For the exact same products. A $4,000 difference! A 350 percent markup, if my math is correct.
So, it appears that I (coupled with my employer/group contribution) can pay roughly $6,000 per year in insurance premiums for health care “coverage,” then a $3,000 deductible before that coverage takes effect, at which point I may still be liable for co-payments. And then I get the privilege of being in the covered network for which I will pay a markup of unnecessary, additional thousands. A 350 percent tax? Again, the savvy reader might question where all that money goes, if just directly paying for a more transparently-priced medical service or supply can be had so much more affordably?
The thoughtful among us might also question:
- What services are insurance corporations actually providing today?
- Has the catastrophic medical insurance market morphed into an expensive, non-transparent buyers’ club which surreptitiously raises prices for everyone while financially benefiting a potentially useless class of interlopers by skimming excess profits, perhaps, to the tune of many billions of dollars per year?
- What are the economic distortions in the medical market when true costs are difficult to acquire?
- What is the cost of supporting the streams of third-party individuals, entities, organizations, and bureaucracies that stand between a patient-consumer and a physician end-service, medical supply service, or drug manufacturer?
- What role is the FDA playing in encouraging or inhibiting competition, price transparency, and corporate protectionism?
- What if you and your doctor have no idea what anything in the system really costs?
- What if your doctor would happily provide you a service at a fraction of what your insurance “coverage” bills you?

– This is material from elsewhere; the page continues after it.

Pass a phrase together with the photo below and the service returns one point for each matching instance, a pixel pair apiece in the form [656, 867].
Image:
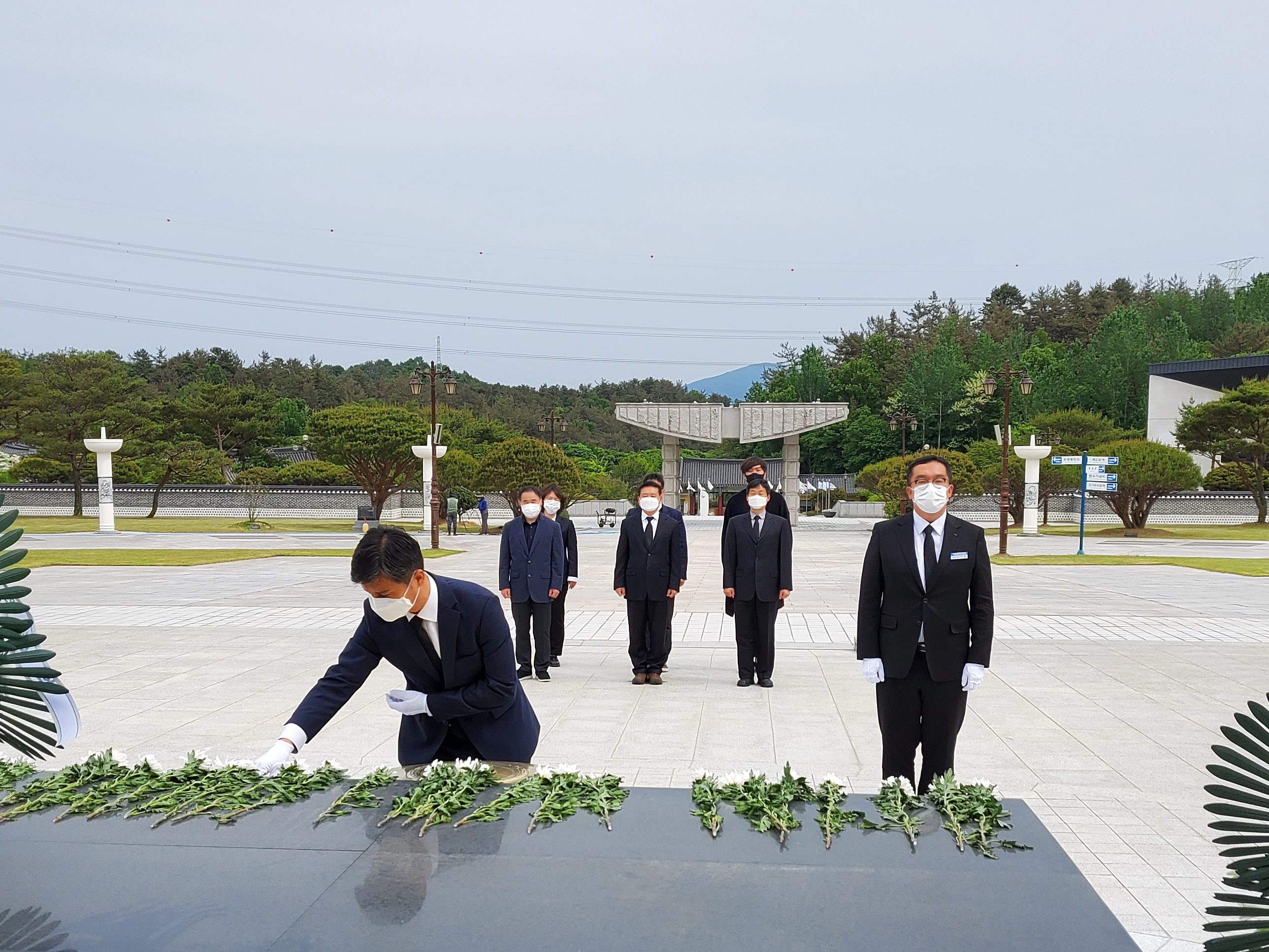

- What if your insurance company profits more in the health care transaction than your physician — potentially paying her even less than what she would have been happy to charge you directly in a doctor-patient interaction — rather than participate in an awkward “provider-insurance corporation-subscriber” threesome of purposefully disjointed communication and secrecy?
- What does it mean that in order to essentially avoid being defrauded of large sums of money, a physician-patient must spend many hours searching for solutions outside of the accepted “system,” which enables that fraud? And how much more difficult must it be for patients without health care experience to maneuver through that system — especially if sick and financially disadvantaged?
This physician-patient, for one, has been awakened to the power of price transparency and interloper-reduction. Health care “coverage” is, admittedly, very expensive. In contrast, what do the actual medical services and supplies cost, absent the interference and markup? What if we could cut the price tag of our health care by 350 percent just by pulling the costs out into the sunlight and eliminating the unnecessary intermediaries in exchange for direct and transparent care models?
Todd Rice is an anesthesiologist and creator, Graduate Medical Education Compliance Project.